Where is Penny Evans?
No matter the state of the New Jersey weather I walked the mile to third grade every day. Knee deep in snow or sloshing through oily marbleized puddles of spring rainwater I was expected to make this journey on foot without complaint. If it was a good day and the timing was right, I would meet my friend Penny Evans at the crossing of the “big road” for the final block to school. We amused ourselves by choosing a rock and then attempting to kick the same rock the whole distance. My mother hated this because it wore down the toes of my black and white saddle shoes which had to last until the next school year.
Mountain Lakes Elementary
The classroom smelled like schools did in the 1950s – old wood, chalk dust that reminded me of Milk of Magnesia, and the fusty odor of wet garments which we hung in the cloak room – a long narrow room with hooks to hang damp wool coats. The floor was lined with rubber galoshes fastened by industrial strength metal buckles which were nearly impossible to unclasp with fingers stiff from the cold.
Cloak Room
When the school day ended it truly ended. Homework was a thing of the future waiting for me in junior high. In elementary school afterschool time and summer vacations were for making up our own activities. Building “boy forts” (no boys allowed, but sturdy like they built) in the woods across the street. Shooting toy bows and arrows. Climbing and jumping from the huge granite rocks in the back yard. Riding bikes to the ice cream shop to buy a ten-cent mint chocolate chip cone – with sprinkles. It was an idyllic time with freedom to roam as long as I was home by the time the streetlights came on.
We played at life situations with Ginny dolls (before Barbies with boobs) on the soft grass in the yard.

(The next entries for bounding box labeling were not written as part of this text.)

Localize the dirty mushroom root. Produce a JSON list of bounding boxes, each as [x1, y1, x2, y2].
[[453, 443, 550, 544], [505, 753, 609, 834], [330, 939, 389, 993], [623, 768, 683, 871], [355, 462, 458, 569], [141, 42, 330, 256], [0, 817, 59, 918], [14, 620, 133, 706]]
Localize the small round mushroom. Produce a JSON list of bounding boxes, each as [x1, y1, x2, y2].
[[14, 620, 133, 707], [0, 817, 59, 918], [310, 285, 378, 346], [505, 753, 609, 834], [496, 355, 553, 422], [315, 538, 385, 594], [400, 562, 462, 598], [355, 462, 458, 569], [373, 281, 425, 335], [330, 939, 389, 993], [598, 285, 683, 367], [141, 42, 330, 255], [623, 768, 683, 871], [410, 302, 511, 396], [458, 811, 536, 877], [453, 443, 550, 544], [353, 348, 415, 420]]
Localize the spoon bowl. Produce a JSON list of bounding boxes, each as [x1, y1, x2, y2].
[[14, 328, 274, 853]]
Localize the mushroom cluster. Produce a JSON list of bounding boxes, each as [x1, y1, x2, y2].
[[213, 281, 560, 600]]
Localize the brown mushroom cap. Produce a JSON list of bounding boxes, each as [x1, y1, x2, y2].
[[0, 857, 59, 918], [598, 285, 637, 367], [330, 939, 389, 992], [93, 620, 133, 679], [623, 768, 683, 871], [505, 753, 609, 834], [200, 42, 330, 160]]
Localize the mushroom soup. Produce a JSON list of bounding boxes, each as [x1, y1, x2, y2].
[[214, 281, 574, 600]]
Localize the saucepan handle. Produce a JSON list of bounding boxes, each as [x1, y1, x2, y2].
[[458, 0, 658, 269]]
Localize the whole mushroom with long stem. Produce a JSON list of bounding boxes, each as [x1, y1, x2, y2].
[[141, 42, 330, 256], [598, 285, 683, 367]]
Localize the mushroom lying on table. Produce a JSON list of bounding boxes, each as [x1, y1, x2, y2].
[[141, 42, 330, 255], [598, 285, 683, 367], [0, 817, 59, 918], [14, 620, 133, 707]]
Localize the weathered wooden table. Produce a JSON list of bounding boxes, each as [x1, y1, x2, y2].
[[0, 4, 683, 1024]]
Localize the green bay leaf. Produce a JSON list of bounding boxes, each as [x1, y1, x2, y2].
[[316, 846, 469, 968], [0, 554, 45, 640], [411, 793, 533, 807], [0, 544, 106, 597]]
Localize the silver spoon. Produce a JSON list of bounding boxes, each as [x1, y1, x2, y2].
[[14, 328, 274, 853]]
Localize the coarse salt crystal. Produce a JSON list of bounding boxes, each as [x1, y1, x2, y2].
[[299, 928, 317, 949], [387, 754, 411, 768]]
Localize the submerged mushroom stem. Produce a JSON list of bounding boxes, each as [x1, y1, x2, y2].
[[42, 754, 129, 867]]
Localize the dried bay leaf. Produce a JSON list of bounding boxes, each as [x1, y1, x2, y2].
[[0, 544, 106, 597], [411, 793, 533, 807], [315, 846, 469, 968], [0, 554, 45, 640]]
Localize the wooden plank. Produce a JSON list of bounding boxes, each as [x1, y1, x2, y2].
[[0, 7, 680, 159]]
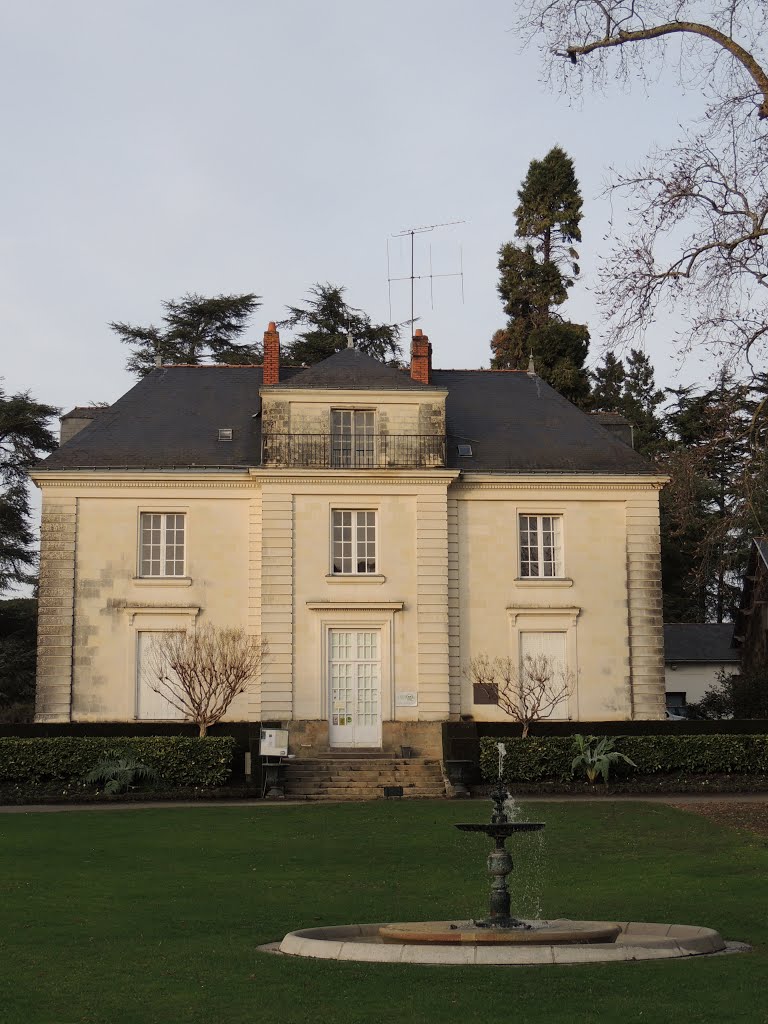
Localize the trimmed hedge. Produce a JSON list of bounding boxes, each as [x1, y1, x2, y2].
[[480, 734, 768, 783], [0, 736, 236, 788]]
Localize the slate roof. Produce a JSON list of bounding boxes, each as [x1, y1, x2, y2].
[[273, 348, 442, 391], [664, 623, 739, 664], [432, 370, 657, 473], [61, 406, 109, 420], [36, 360, 657, 474]]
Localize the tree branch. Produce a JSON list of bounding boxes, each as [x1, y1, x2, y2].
[[558, 22, 768, 118]]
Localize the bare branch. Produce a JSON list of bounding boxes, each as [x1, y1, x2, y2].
[[465, 654, 573, 736], [561, 22, 768, 118], [143, 624, 267, 736]]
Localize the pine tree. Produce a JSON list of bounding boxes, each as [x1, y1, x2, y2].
[[280, 283, 401, 366], [620, 348, 665, 458], [110, 292, 261, 377], [0, 390, 58, 593], [592, 352, 627, 413], [492, 145, 590, 406], [662, 372, 755, 623]]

At 8” tall, they had the body and look of a 9 or 10 year old girl, like ourselves. They had enviably shiny and smooth hair, and bodies without curves. “Designer clothes” could be purchased for them, however, in our frugal family, my grandmother mostly sewed the outfits for my Ginny. Nor did I get the fancy “fashion trunk,” instead, my doll’s clothes were stored in a shoebox.
Ginny Doll
At the end of the school day I couldn’t wait to change from my school clothes and skip-run to Penny’s house. Both our families lived in two of the humblest homes in Mountain Lakes, New Jersey – a wealthy enclave of immense homes within commuting distance to New York City. Moneyed families with names like Briggs & Stratton built mansions in the heavily wooded community. Stone pillars at the entrances to driveways were chiseled with recognizable names from business and industry.

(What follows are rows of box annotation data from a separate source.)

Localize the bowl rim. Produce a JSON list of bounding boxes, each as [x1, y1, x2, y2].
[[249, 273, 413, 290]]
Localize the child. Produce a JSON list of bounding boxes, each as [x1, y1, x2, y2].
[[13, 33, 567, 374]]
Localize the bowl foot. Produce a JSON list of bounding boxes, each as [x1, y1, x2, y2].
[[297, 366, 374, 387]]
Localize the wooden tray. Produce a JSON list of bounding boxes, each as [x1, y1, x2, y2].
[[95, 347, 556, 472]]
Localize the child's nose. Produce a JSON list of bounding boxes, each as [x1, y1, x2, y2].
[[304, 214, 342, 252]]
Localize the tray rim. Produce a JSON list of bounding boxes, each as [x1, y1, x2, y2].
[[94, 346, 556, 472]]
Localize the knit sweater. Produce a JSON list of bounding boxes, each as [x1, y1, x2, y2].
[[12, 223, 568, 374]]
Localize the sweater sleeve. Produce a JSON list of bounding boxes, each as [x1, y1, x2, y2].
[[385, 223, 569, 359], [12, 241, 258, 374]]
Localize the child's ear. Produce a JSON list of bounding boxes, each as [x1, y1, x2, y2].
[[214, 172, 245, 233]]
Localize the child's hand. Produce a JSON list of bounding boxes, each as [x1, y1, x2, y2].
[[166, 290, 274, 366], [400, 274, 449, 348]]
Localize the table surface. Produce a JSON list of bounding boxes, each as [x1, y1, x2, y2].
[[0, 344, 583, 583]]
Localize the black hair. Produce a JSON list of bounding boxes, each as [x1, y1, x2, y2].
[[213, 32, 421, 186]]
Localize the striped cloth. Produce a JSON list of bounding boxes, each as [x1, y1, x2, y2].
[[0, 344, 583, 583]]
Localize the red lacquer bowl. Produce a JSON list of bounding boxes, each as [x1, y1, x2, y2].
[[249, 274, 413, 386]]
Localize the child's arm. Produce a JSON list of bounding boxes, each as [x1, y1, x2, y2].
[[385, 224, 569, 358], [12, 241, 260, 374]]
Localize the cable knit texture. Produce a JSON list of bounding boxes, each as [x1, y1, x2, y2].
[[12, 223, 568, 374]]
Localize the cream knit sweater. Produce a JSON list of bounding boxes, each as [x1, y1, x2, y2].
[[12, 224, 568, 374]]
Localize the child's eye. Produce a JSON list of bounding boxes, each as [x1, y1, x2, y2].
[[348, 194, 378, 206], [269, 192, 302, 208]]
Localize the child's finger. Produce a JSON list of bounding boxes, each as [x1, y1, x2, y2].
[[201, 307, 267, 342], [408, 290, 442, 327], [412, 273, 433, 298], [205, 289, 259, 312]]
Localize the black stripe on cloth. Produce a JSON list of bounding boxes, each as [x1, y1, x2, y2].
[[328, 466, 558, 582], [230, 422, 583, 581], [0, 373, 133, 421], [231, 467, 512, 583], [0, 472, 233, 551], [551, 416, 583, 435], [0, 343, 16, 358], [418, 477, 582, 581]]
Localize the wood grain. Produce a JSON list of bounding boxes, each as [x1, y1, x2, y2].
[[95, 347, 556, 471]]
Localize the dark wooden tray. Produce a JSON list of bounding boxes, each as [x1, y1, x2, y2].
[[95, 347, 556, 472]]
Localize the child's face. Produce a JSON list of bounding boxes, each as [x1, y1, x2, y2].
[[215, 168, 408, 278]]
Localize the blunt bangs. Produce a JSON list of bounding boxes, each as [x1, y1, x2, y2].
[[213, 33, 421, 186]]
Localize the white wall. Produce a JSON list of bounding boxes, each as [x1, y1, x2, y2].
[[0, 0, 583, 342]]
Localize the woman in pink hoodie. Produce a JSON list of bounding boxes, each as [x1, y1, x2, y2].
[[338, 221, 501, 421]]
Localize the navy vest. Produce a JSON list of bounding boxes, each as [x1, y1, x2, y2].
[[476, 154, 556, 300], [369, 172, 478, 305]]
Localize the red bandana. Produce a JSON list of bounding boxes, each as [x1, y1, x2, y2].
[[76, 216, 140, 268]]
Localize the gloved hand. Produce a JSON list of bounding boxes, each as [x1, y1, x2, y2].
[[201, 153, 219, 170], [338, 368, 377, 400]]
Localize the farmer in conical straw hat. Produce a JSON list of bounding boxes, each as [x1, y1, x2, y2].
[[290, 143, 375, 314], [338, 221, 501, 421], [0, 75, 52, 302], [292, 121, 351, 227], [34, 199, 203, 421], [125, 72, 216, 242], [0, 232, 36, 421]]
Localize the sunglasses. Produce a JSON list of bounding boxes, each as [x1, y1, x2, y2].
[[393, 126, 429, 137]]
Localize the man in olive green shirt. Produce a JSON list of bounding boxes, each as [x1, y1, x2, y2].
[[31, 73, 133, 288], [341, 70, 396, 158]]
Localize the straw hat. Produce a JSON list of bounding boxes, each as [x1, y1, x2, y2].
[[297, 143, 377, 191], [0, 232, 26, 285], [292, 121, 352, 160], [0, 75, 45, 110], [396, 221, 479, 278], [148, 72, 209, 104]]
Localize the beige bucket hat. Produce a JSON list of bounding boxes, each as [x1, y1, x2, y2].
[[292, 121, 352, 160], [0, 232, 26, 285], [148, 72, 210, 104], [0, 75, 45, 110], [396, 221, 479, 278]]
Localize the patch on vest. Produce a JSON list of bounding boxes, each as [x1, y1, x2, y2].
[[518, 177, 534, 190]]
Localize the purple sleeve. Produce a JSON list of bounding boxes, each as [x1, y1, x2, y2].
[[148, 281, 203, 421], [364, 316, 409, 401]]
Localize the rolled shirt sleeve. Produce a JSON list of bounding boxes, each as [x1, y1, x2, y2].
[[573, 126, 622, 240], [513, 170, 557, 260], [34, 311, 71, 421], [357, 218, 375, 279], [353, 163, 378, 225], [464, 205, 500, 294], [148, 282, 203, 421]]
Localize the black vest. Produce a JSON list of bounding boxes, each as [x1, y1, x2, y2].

Our modest ranch house was situated between two sizeable stone homes. Penny Evans’ family also lived in a ranch house but hers was perched on a hill. Theirs looked more imposing than ours because of its hillside location. Funny that I remember this detail. I thought of her family as economically a step above ours because their house was up a steep driveway, a location I associated with “rich people.”
At her house books were everywhere. The disorderly family room had floor to ceiling shelves of books. Books spilled from side tables and were haphazardly stacked on the floor beside the brown corduroy recliner. The atlases and picture books and other more literary volumes reminded me of my favorite place – my Grandfather Galt’s den which was also cozy and bookshelf lined.
Mealtimes were much more fun than at my house. Her parents, both professors, were unconcerned with enforcing proper manners. Children at the Evans’ table were encouraged to participate in debate and dialogue. I wanted to live there.
I even envied Penny’s long dark brown pigtails. Little frizzies poked out here and there. When the light was behind her it formed an aura around her head. My short straight hair cut in a bob with bangs, which my mother trimmed with tiny manicure scissors, was nothing like hers. Oh, how I wanted long hair!
In fourth grade our family moved away. It took me a long time to find a friend like Penny. We wrote letters for a while, but as we moved into our pre-teens we eventually stopped writing and lost touch. In spite of sporadic internet searches I never found Penny Evans.
I like when my mind wanders back to the mid-1950’s. I remember life then as blissful and carefree. I take a deep breath and try to shut out the chaos of the current world and experience briefly the unsophisticated and innocent ten year old me.
I hope you find Peggy.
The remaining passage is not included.